第56話・光の魔眼の【適合者】
気が付けば、城谷白の姿が悟の背後で右腕を振り被っていた。
「――ッ!?」
脳天目掛けて振り落とされた城谷の手刀。それを、当たる直前で躱す悟。
まただ。遠くにいたはずの彼が、一瞬にして手を伸ばせば届く距離に現れた。
まるで転移魔術による瞬間移動。
これが魔眼の力だというのか?
しかし、悟に考える時間は与えられなかった。
「退け」
吹き飛ばされた。魔術だ。
咄嗟に後ろへ飛び、魔力で全身を覆わせ鎧とした事で、何とか負傷は防いだ。
即座に起き上がって、体勢を立て直した悟は、城谷白の後ろ姿を視界に入れた所で気付く。
――城?
魔術によって生み出された壁が、こちらに飛来して来たのだと思った。
違った。視線の先では、城谷を中心に、魔力の輝きを帯びた城が構築されていた。
悟はあれの一部に押し飛ばされたのだ。
舌打ちしつつ、直ぐに飛び出そうと地面を踏み締める。

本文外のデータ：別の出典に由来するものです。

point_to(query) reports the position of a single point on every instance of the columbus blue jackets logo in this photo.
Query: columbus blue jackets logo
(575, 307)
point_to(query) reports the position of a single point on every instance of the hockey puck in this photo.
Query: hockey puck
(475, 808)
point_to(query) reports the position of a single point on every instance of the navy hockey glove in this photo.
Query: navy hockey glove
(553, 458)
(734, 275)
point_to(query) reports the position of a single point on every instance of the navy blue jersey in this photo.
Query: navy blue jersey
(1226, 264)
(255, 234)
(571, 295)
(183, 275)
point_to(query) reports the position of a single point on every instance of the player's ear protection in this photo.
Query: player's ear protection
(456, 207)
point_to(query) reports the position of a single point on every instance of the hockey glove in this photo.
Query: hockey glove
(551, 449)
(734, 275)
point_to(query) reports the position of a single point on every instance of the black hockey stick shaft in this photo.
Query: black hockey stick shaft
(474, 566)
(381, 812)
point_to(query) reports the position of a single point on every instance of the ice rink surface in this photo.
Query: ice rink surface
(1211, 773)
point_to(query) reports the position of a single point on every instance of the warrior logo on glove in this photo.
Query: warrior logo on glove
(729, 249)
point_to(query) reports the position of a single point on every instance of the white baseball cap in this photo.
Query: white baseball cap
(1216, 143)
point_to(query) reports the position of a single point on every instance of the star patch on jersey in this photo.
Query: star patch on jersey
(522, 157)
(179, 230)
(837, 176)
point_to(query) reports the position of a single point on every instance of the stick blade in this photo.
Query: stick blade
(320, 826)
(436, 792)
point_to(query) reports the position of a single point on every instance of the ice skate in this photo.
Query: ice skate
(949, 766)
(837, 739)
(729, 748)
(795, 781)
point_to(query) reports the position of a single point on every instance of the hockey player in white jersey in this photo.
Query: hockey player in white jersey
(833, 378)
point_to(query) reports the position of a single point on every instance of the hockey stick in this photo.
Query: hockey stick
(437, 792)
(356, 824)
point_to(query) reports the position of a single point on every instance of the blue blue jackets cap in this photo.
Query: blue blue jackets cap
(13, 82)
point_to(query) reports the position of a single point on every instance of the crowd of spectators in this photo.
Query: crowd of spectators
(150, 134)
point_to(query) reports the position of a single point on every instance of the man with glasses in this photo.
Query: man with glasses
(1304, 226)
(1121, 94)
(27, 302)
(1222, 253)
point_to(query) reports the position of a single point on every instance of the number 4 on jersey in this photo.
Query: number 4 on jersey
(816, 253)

けれど、唐突に聞こえた声に、その動きがピタリと止まる。
「なるほど、やはり光の魔眼か」
「ッ、ノウズ?」
「城谷白、彼の持つ第一魔眼の正体さ。少し様子を見てみよう。丁度君も、頭が熱くなり始めているしね」
「……………………だな。っし、ちょっと頭冷やす」
「あぁ、そうするといい」
ノウズからの助言を受け取り、悟は睨み合いを続ける城谷とバフォメットの方へ、再度意識を向けた。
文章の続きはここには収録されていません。